If client applications are experiencing RPC timeouts, the Kudu tablet server WARNING level logs should contain a log entry which includes an RPC-level trace. For example:

W0922 00:56:52.313848 10858 inbound_call.cc:193] Call kudu.consensus.ConsensusService.UpdateConsensus
from (request call id 3555909) took 1464ms (client timeout 1000).
W0922 00:56:52.314888 10858 inbound_call.cc:197] Trace:
0922 00:56:50.849505 (+     0us) service_pool.cc:97] Inserting onto call queue
0922 00:56:50.849527 (+    22us) service_pool.cc:158] Handling call
0922 00:56:50.849574 (+    47us) raft_consensus.cc:1008] Updating replica for 2 ops
0922 00:56:50.849628 (+    54us) raft_consensus.cc:1050] Early marking committed up to term: 8 index: 880241
0922 00:56:50.849968 (+   340us) raft_consensus.cc:1056] Triggering prepare for 2 ops
0922 00:56:50.850119 (+   151us) log.cc:420] Serialized 1555 byte log entry
0922 00:56:50.850213 (+    94us) raft_consensus.cc:1131] Marking committed up to term: 8 index: 880241
0922 00:56:50.850218 (+     5us) raft_consensus.cc:1148] Updating last received op as term: 8 index: 880243
0922 00:56:50.850219 (+     1us) raft_consensus.cc:1195] Filling consensus response to leader.
0922 00:56:50.850221 (+     2us) raft_consensus.cc:1169] Waiting on the replicates to finish logging
0922 00:56:52.313763 (+1463542us) raft_consensus.cc:1182] finished
0922 00:56:52.313764 (+     1us) raft_consensus.cc:1190] UpdateReplicas() finished
0922 00:56:52.313788 (+    24us) inbound_call.cc:114] Queueing success response

These traces can give an indication of which part of the request was slow. Please include them in bug reports related to RPC latency outliers.

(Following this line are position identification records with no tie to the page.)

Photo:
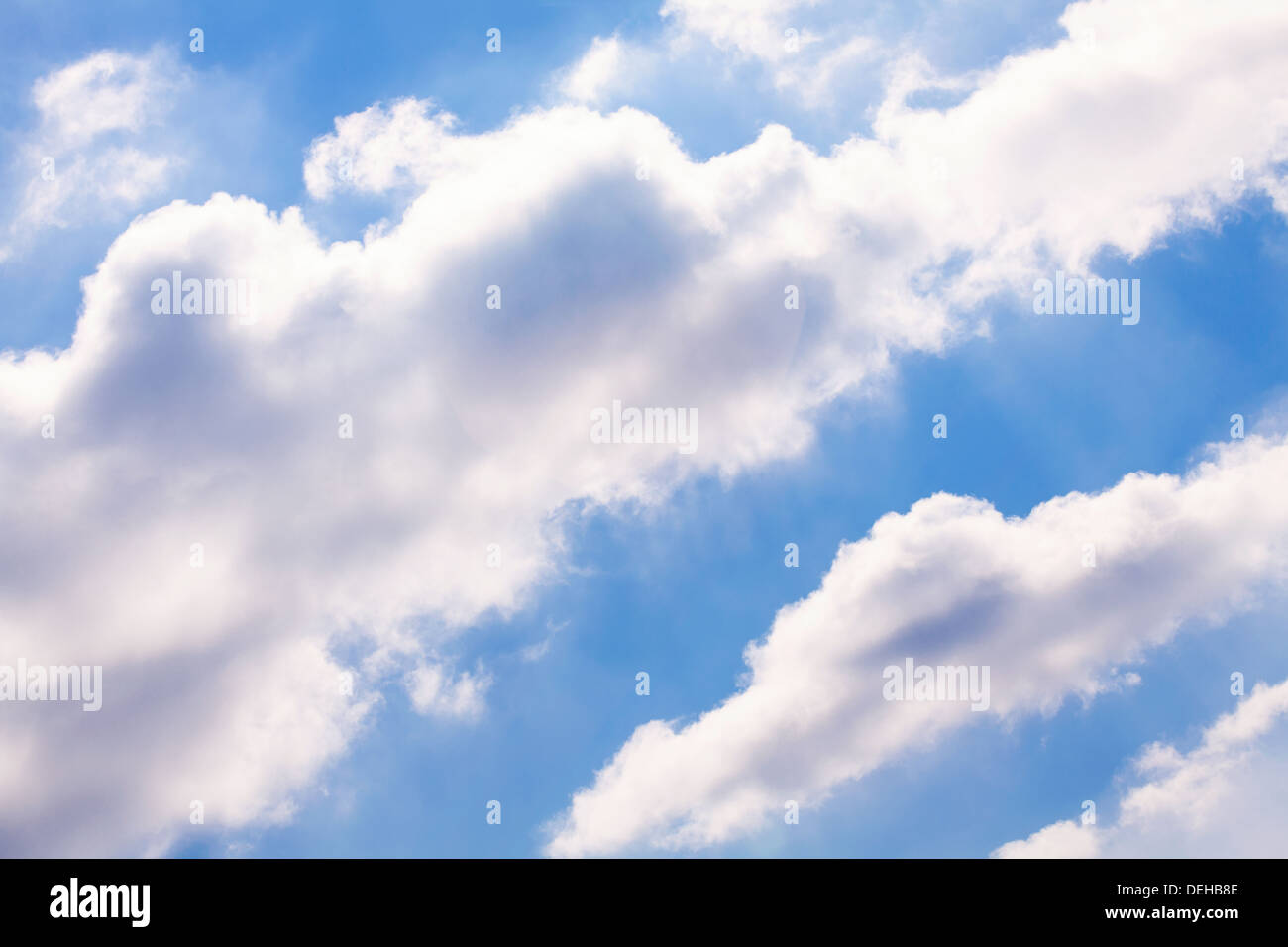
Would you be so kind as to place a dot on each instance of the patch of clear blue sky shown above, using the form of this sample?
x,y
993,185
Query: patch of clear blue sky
x,y
1048,405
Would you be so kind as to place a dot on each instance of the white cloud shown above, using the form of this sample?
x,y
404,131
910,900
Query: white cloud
x,y
949,582
596,72
434,692
78,162
1220,800
472,424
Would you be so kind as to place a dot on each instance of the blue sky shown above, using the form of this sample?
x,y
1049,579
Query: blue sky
x,y
678,583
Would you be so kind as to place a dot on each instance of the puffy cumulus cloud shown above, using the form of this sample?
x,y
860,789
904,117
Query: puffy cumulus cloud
x,y
596,73
436,693
378,150
81,161
104,91
622,270
1196,804
751,29
952,582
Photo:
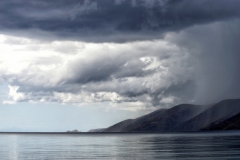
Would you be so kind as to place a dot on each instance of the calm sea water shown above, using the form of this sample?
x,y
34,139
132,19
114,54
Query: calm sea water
x,y
120,146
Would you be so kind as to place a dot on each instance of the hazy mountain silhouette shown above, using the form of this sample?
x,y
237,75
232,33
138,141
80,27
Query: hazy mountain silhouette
x,y
184,117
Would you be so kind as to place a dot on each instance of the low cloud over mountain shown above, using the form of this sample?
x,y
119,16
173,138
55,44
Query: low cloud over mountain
x,y
130,55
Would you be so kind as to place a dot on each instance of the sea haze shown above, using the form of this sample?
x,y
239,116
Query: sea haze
x,y
211,145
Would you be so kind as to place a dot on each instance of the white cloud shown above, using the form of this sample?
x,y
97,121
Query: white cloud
x,y
76,72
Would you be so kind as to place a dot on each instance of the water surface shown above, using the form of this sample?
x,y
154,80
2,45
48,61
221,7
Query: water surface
x,y
224,145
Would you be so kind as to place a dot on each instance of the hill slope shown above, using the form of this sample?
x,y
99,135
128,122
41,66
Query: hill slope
x,y
184,117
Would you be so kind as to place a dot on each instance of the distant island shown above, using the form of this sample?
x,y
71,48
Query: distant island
x,y
73,131
224,115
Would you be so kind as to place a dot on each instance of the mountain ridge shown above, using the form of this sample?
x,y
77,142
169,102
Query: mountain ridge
x,y
183,117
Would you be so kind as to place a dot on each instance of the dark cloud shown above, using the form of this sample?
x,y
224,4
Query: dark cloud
x,y
108,20
194,60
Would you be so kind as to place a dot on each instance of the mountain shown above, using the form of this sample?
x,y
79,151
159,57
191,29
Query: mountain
x,y
232,123
184,117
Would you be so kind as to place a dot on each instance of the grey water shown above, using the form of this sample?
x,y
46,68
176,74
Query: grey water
x,y
218,145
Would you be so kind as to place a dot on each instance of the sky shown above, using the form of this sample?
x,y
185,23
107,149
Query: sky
x,y
88,64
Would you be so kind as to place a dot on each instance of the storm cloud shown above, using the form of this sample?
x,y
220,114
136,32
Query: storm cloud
x,y
151,53
109,20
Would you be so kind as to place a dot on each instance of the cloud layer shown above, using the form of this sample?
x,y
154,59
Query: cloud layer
x,y
109,20
173,52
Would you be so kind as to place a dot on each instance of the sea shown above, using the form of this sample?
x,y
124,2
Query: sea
x,y
124,146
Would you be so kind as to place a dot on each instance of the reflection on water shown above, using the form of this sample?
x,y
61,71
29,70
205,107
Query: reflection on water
x,y
120,146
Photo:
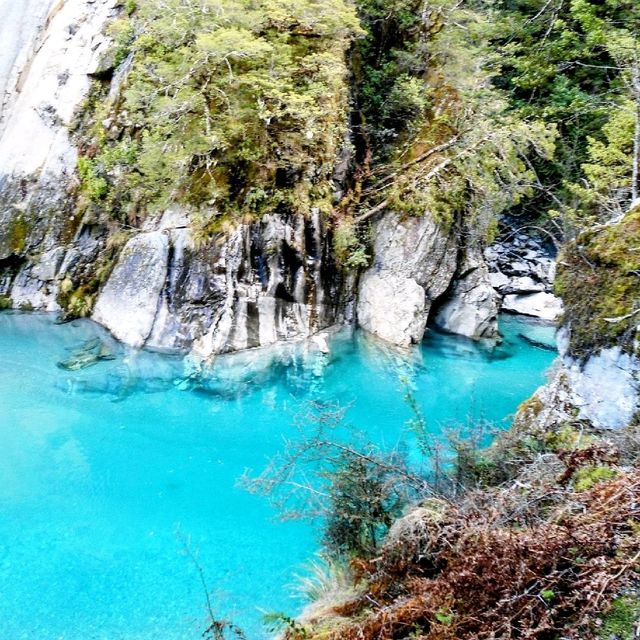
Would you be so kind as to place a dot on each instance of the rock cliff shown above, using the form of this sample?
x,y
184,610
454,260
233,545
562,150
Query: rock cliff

Kernel Stack Watchdog Traces

Each Kudu server process has a background thread called the Stack Watchdog, which monitors the other threads in the server in case they have blocked for longer-than-expected periods of time. These traces can indicate operating system issues or bottlenecked storage.

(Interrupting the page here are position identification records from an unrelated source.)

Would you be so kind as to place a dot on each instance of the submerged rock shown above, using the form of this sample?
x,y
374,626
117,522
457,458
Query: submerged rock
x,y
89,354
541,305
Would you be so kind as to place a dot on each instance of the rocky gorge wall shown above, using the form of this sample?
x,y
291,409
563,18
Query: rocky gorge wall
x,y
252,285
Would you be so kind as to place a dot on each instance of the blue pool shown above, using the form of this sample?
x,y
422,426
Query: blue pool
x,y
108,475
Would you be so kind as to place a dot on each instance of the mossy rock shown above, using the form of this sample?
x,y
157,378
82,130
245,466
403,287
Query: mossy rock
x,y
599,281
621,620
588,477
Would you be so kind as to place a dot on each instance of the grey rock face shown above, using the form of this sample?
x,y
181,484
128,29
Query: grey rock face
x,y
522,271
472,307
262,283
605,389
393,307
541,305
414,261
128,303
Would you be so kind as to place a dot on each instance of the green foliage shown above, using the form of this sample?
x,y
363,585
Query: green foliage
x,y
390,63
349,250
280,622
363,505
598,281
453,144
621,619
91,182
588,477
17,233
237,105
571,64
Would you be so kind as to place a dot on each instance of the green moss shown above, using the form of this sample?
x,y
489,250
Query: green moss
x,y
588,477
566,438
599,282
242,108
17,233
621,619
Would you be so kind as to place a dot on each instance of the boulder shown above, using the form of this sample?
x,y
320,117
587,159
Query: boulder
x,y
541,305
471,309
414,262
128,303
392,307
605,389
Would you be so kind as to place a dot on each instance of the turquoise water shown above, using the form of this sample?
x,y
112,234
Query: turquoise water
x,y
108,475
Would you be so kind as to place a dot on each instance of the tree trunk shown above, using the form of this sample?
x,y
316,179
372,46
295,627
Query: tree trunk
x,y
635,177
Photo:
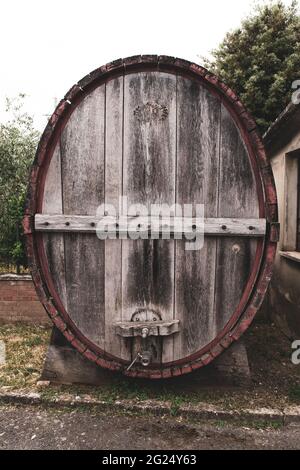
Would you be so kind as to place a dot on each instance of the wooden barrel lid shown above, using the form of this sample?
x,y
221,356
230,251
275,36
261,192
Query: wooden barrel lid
x,y
156,130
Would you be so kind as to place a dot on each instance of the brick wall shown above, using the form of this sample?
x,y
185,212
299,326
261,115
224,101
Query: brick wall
x,y
19,302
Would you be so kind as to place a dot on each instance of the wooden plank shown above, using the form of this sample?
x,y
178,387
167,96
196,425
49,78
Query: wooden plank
x,y
113,190
290,206
237,198
175,225
54,242
82,154
198,128
149,177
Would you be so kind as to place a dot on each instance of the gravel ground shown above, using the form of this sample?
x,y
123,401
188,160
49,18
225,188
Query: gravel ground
x,y
32,427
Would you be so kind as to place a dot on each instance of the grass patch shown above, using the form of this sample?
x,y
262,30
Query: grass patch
x,y
294,393
275,381
25,350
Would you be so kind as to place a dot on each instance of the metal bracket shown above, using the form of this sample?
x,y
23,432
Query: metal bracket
x,y
274,228
129,329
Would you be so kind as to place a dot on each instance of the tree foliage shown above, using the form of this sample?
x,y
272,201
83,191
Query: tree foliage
x,y
261,59
18,141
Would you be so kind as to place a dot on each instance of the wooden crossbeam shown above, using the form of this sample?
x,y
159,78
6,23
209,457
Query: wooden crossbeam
x,y
187,226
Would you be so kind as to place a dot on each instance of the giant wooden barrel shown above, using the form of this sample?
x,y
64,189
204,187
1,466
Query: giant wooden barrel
x,y
156,130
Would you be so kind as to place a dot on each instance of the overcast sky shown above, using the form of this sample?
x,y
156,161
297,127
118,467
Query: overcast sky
x,y
48,46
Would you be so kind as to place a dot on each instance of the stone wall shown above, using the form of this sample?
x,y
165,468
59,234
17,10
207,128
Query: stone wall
x,y
19,302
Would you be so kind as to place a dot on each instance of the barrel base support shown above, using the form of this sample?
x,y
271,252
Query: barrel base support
x,y
65,365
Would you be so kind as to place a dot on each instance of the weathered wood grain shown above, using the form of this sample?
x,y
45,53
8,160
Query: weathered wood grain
x,y
113,190
158,138
149,176
186,226
54,242
198,128
237,197
82,154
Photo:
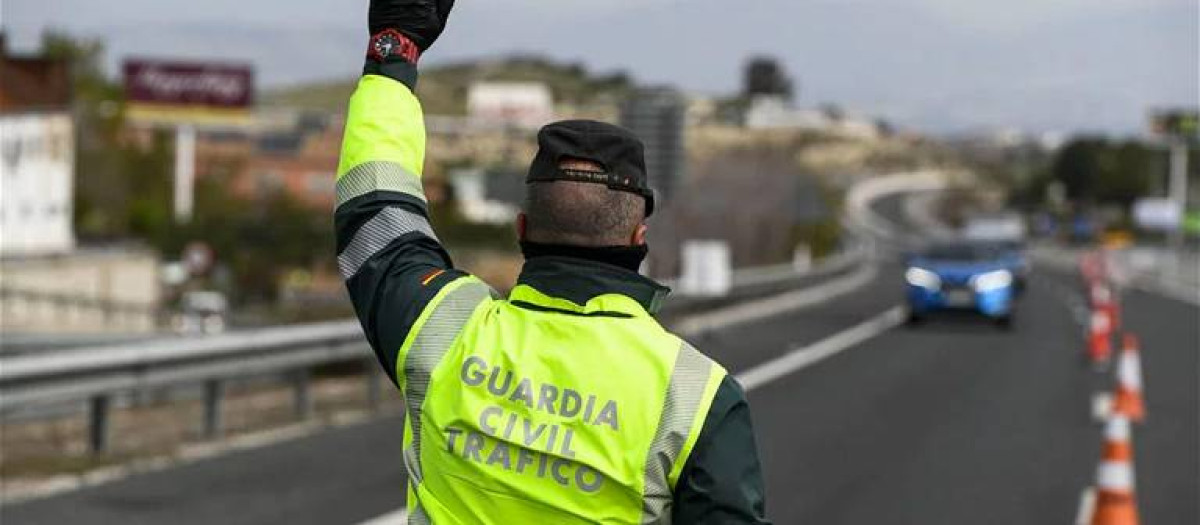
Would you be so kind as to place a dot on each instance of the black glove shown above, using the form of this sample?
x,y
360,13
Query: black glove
x,y
400,31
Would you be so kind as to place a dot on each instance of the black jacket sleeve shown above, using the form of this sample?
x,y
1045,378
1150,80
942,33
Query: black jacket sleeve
x,y
721,482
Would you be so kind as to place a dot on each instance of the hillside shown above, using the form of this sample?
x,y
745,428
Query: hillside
x,y
443,89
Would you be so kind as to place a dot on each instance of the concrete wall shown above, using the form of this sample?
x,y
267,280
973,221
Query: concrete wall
x,y
99,291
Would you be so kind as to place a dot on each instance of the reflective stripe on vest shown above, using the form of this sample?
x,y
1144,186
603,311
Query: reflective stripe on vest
x,y
531,426
436,333
685,393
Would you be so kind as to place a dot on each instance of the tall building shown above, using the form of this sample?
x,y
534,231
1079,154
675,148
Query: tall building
x,y
657,115
36,156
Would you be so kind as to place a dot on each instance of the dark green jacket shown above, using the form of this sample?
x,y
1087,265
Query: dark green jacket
x,y
394,265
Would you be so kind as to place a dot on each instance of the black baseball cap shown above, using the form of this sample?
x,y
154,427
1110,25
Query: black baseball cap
x,y
618,151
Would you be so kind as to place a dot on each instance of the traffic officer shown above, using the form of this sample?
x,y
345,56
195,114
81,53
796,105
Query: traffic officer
x,y
567,402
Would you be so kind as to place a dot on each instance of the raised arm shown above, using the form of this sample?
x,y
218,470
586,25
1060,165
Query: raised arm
x,y
387,251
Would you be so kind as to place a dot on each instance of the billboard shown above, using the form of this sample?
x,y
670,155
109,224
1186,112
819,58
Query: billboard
x,y
174,92
1181,124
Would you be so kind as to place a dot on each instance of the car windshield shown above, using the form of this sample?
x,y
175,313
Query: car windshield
x,y
960,252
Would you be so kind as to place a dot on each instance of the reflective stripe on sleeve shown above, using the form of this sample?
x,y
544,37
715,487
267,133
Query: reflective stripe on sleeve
x,y
378,175
385,227
685,397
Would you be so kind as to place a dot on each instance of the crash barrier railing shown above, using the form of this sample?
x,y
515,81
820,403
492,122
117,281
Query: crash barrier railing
x,y
99,374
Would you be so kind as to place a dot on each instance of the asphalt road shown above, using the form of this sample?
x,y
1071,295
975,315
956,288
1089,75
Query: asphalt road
x,y
952,422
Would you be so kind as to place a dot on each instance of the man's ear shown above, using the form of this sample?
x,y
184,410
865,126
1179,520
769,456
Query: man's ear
x,y
521,225
639,236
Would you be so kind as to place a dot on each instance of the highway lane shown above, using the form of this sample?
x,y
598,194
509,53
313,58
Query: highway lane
x,y
948,423
347,475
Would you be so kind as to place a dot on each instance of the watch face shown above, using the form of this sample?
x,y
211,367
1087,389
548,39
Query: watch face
x,y
389,43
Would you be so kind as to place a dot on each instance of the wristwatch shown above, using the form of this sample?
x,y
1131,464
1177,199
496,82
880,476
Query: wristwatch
x,y
394,55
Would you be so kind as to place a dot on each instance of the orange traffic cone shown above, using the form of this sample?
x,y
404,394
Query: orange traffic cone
x,y
1101,337
1103,299
1115,501
1128,400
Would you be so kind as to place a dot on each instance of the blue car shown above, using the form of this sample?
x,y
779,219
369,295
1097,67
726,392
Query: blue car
x,y
966,277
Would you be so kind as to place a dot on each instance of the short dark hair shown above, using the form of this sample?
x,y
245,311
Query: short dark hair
x,y
581,213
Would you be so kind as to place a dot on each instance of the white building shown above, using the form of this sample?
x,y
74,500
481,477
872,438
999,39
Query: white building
x,y
36,183
526,104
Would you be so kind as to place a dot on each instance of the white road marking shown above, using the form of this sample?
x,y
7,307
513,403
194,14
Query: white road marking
x,y
807,356
399,517
736,314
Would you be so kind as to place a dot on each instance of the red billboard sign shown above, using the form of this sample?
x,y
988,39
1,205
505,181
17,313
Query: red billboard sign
x,y
168,91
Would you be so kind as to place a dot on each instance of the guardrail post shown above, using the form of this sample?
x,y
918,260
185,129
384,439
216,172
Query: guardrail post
x,y
214,393
373,380
97,423
301,394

When the watchdog thread identifies a case of thread blockage, it logs an entry in the WARNING log like the following:

W0921 23:51:54.306350 10912 kernel_stack_watchdog.cc:111] Thread 10937 stuck at /data/kudu/consensus/log.cc:505 for 537ms:
Kernel stack:
[<ffffffffa00b209d>] do_get_write_access+0x29d/0x520 [jbd2]
[<ffffffffa00b2471>] jbd2_journal_get_write_access+0x31/0x50 [jbd2]
[<ffffffffa00fe6d8>] __ext4_journal_get_write_access+0x38/0x80 [ext4]
[<ffffffffa00d9b23>] ext4_reserve_inode_write+0x73/0xa0 [ext4]
[<ffffffffa00d9b9c>] ext4_mark_inode_dirty+0x4c/0x1d0 [ext4]
[<ffffffffa00d9e90>] ext4_dirty_inode+0x40/0x60 [ext4]
[<ffffffff811ac48b>] __mark_inode_dirty+0x3b/0x160
[<ffffffff8119c742>] file_update_time+0xf2/0x170
[<ffffffff8111c1e0>] __generic_file_aio_write+0x230/0x490
[<ffffffff8111c4c8>] generic_file_aio_write+0x88/0x100
[<ffffffffa00d3fb1>] ext4_file_write+0x61/0x1e0 [ext4]
[<ffffffff81180f5b>] do_sync_readv_writev+0xfb/0x140
[<ffffffff81181ee6>] do_readv_writev+0xd6/0x1f0
[<ffffffff81182046>] vfs_writev+0x46/0x60
[<ffffffff81182102>] sys_pwritev+0xa2/0xc0
[<ffffffff8100b072>] system_call_fastpath+0x16/0x1b
[<ffffffffffffffff>] 0xffffffffffffffff

User stack:
    @       0x3a1ace10c4  (unknown)
    @          0x1262103  (unknown)
    @          0x12622d4  (unknown)
    @          0x12603df  (unknown)
    @           0x8e7bfb  (unknown)
    @           0x8f478b  (unknown)
    @           0x8f55db  (unknown)
    @          0x12a7b6f  (unknown)
    @       0x3a1b007851  (unknown)
    @       0x3a1ace894d  (unknown)
    @              (nil)  (unknown)

These traces can be useful for diagnosing root-cause latency issues when they are caused by systems below Kudu, such as disk controllers or file systems.

Issues using Kudu

ClassNotFoundException: com.cloudera.kudu.hive.KuduStorageHandler

Users will encounter this exception when trying to use a Kudu table via Hive. This is not a case of a missing jar, but simply that Impala stores Kudu metadata in Hive in a format that’s unreadable to other tools, including Hive itself and Spark. There is no workaround for Hive users. Spark users need to create temporary tables.